Trois vieux juifs
Alors que les Impressionnistes s'épanouissent dans le domaine du paysage exécuté en plein air dans les tons clairs, Théodule Ribot dut son succès à sa manière très personnelle, marquée par l'art du XVIIe siècle (Caravage, Ribera, Franz Hals et Rembrandt), à ses éclairages dramatiques, produits souvent par une lumière artificielle.
Dans un cadrage serré, trois vieux juifs orthodoxes semblent converser. On ne distingue nettement que leurs têtes, presque grandeur nature. Les tenues des trois personnages, manteaux sombres et chapeaux noirs tout juste indiqués, servent de repoussoir aux trois visages sur lesquels l'attention est concentrée. Comme souvent chez Ribot, aucun décor, aucune ambiance lumineuse même n'apparaît.
Mieux que toute autre physionomie caractérisée, la vieillesse offrait à l'artiste les visages à la matière saillante qu'il aimait peindre. De ces trois hommes âgés, ce sont seulement les barbes et les cheveux gris, mais surtout la peau boursouflée et marquée par les années qui sont traduits à larges coups de brosse (les yeux ne sont pour ainsi dire pas visibles). Jouant de plus en plus sur les oppositions tranchées, du clair à l'obscur, à la fin de sa vie surtout, Ribot travaillait la nuit, à la lumière artificielle de la lampe qui accuse si violemment les ombres. Cette composition, aux figures comme sculptées par la lumière, est sans doute le produit d'une de ces scènes nocturnes.

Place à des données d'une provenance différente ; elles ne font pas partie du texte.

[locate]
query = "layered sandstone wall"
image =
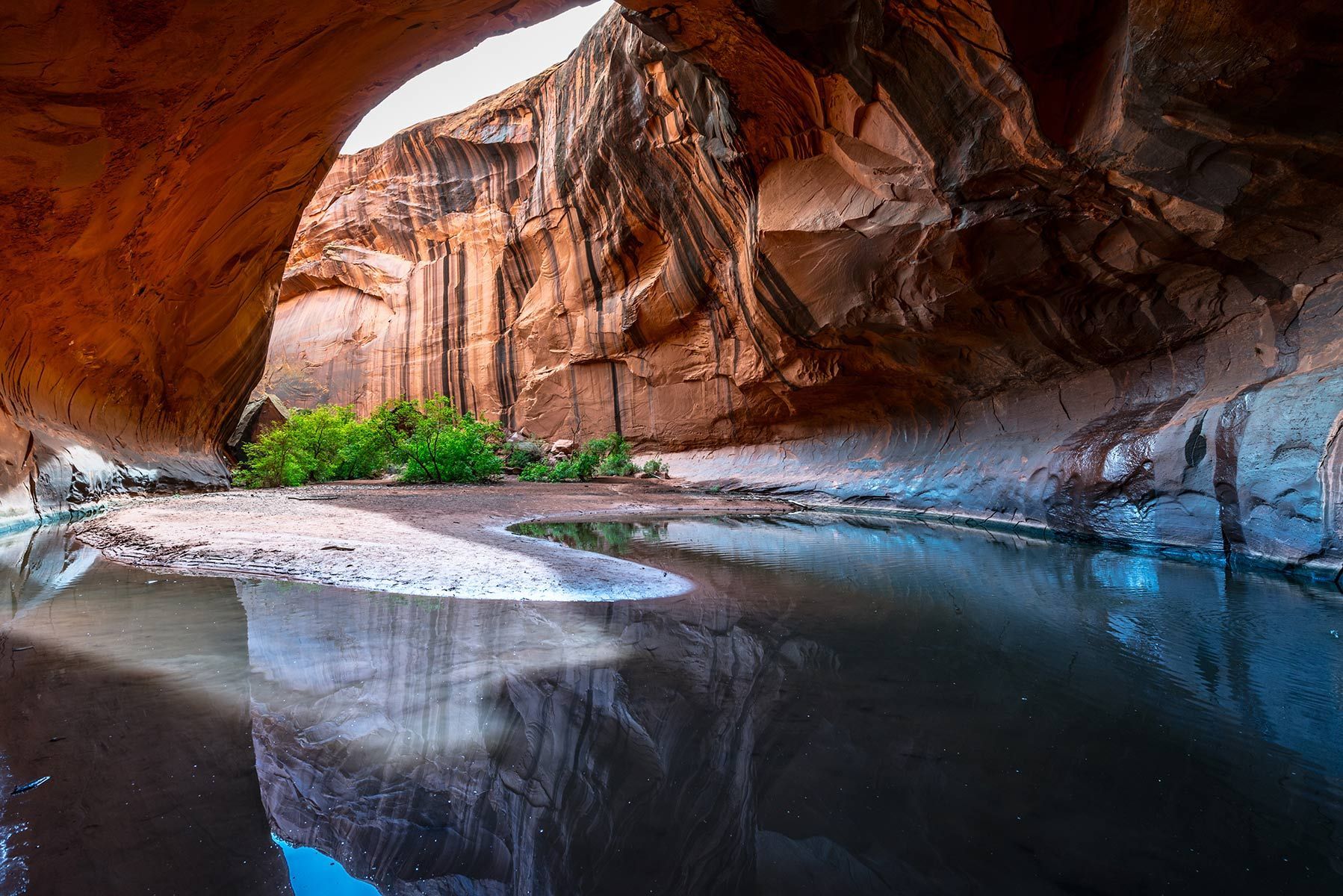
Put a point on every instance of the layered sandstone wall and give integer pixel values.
(1076, 264)
(156, 159)
(1077, 267)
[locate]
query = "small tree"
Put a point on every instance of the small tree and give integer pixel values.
(449, 447)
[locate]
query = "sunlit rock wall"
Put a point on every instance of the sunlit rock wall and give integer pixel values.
(156, 159)
(1076, 264)
(1076, 267)
(558, 257)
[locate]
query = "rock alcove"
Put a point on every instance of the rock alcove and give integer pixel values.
(1072, 264)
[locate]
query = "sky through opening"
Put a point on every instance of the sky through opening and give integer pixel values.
(497, 63)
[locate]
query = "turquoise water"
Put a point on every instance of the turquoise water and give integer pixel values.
(313, 874)
(843, 706)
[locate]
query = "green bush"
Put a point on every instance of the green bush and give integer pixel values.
(447, 447)
(538, 472)
(430, 440)
(607, 455)
(306, 448)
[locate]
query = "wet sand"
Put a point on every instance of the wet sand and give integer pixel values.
(426, 541)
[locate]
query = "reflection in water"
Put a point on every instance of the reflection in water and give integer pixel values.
(841, 707)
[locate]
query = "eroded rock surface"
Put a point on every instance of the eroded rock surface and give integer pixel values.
(1076, 264)
(1077, 267)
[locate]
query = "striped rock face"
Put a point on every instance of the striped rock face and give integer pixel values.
(1076, 265)
(571, 255)
(962, 258)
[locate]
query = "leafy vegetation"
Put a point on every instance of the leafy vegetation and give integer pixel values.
(429, 441)
(426, 441)
(607, 455)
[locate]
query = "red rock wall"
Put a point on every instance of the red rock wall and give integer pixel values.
(990, 260)
(155, 159)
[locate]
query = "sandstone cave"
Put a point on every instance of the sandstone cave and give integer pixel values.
(982, 361)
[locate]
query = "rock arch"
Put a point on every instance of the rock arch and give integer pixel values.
(1005, 260)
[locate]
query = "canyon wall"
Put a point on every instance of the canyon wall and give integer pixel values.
(1073, 267)
(158, 156)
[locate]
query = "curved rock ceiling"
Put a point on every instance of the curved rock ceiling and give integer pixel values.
(1075, 265)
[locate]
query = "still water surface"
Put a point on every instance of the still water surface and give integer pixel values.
(843, 706)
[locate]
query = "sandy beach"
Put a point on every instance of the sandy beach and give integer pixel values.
(424, 541)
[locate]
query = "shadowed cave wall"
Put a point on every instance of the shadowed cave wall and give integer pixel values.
(1032, 264)
(1075, 264)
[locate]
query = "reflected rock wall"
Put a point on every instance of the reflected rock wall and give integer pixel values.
(1076, 267)
(494, 747)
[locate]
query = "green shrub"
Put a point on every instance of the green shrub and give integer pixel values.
(612, 454)
(430, 440)
(447, 447)
(538, 472)
(306, 448)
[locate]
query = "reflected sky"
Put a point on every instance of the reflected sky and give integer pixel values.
(841, 706)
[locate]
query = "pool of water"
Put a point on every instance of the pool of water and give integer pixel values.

Théodule Ribot se consacra essentiellement au portrait au cours de l'ultime partie de sa carrière. Dans une quête obsédante de positions différentes, il multipliait à l'envie ses études de physionomies. Le tableau appartient à ce genre. A sa mort, l'artiste conservait dans son atelier trois toiles de même sujet et même format que celle de Saint-Quentin.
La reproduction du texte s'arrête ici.